Posted: Mon Feb 14, 2005 5:27 am
by Sainath.Srinivasan
If you have the information in the same location (i.e. db, connection etc) as that of your source data, you can use SQL to combine them.

Alternatively, if the size of separate lookup (obtained as breakdown of classification types) are much smaller to be loaded in memory and accessed from there from thereon, you can download them and use as lookups.

But it is better to avoid a large lookup.

Posted: Tue Feb 15, 2005 5:56 pm
by vmcburney
I would load it into a single lookup fileset and place it on all partitions. I assume when you use it you have two key fields, one being the lookup id and the other being the lookup code. A single large lookup file is going to be easier to manage then lots of small ones.

In your lookup stage you should be able to type a code into the lookup id derivation field and link the lookup code field to the input value.

Posted: Tue Feb 15, 2005 6:28 pm
by vmcburney
Did some additional testing and discovered my recommendation wouldn't work! While server job transformers let you type in a constant into a lookup derivation field the parallel lookup stage does not. So if you have one extended lookup file your problem is going to be identifying which type of lookup code you want to get. Most methods of passing the lookup type to the lookup stage are quite messy, such as adding a new input data field with a constant in it, or concatenating the lookup type with the lookup code.

I think given the restrictions of the lookup stage you might be better off going for lots of different lookup files.

Posted: Tue Feb 15, 2005 10:21 pm
by nkreddy
Is there a possibility to add that lookup column in the transformer (before the lookup stage) and then do the lookup? We can add all the key columns from all the database lookups in addition to the columns present in the Transformer stage...

For eg:

source -----> Transformer -------> LookUp Stage ------->DataSet or SeqFile

|
|
|
LookUp FileSet
or
Database LookUp

Thanks,
NK

p.s: The LookUp FileSet or Database lookup should be linked to the LookUp Stage....I could never get the drawing straightened out...
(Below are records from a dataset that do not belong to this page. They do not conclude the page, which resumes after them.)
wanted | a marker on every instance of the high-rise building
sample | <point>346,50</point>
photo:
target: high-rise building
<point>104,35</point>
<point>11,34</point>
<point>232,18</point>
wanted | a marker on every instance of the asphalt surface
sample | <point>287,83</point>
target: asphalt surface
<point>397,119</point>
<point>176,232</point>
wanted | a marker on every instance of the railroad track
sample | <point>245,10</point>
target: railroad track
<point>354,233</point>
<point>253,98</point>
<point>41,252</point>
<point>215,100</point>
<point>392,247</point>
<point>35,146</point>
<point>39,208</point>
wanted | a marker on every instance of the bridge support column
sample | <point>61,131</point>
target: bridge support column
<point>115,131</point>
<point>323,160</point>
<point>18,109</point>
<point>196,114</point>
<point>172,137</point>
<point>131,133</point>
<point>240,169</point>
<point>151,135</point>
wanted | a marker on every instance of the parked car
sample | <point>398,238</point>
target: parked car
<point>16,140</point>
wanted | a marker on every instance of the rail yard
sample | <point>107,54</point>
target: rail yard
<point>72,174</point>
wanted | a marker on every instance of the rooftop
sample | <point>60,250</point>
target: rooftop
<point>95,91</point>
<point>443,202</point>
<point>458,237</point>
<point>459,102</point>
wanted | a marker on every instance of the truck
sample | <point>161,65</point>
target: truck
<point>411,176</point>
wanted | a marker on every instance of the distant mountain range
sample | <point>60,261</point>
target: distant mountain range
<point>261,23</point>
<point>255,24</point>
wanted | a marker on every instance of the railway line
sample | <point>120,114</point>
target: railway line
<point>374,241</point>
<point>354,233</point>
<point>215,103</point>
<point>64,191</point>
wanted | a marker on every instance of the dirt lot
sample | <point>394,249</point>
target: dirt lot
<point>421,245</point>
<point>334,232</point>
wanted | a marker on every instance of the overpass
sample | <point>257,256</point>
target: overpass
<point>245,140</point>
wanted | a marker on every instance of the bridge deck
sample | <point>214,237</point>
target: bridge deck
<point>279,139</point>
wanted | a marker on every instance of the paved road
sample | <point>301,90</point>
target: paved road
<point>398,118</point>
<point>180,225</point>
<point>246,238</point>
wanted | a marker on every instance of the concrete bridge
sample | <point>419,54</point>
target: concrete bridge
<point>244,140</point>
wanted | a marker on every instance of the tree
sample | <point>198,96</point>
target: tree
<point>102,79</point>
Posted: Tue Feb 15, 2005 10:44 pm
by vmcburney
Yes, that's one of the messy workarounds! I would use the Modify stage instead of the Transformer using a new column specifications for each lookup field that are hard coded to the lookup id (PRODCODE, DEPTCODE etc). Modify may be a bit faster then a transformer but a transformer tends to be easier to use.

Posted: Wed Feb 16, 2005 9:18 am
by nkreddy
Vincent,

Would you please clarify what you meant: I wanted to use Modify Stage rather than the Transformer...just to test it.

Let us say, I have 10 columns coming from the source and none of them can be used as a lookup columns.

In that situation, I have to add the lookup column from the database lookup (say APPL_CODE -- VarChar50) to the columns that are going out of the Modify Stage.

So, I would have 11 columns coming into the LookUp Stage now...Is that right?


In the specification part of the Modify Stage, I would add

APPL_CODE:VarChar50 = APPL_CODE
(new_name = old_name)

and then enable the column propagation..


Regards,
NK

Posted: Wed Feb 16, 2005 2:17 pm
by vmcburney
In the Modify stage I would set the new field, APPL_CODE, to a constant:
APPL_CODE:VarChar50 = "PRODCODE"

This will create a new field called APPL_CODE.

Posted: Wed Feb 16, 2005 5:33 pm
by nkreddy
Vincent,

I tried and tried...but couldn't solve this problem. It works with the transformer..

The error messages are as follows:

Error when checking operator: Could not find input field "APPL_CODE"
When checking operator: Modify operator keeps field "APPL_CODE" not present in output interface

Specification: KEEP 'Column1', 'Column2'
Specification: APPL_CODE:VarChar50 = #SRC_APPL_N#

#SRC_APPL_N# is also in the lookup table....

Am I missing something here??

Thanks,
NK

Posted: Thu Feb 17, 2005 4:39 am
by vmcburney
Is APPL_CODE listed on the output columns for your Modify stage? Check on the output tab.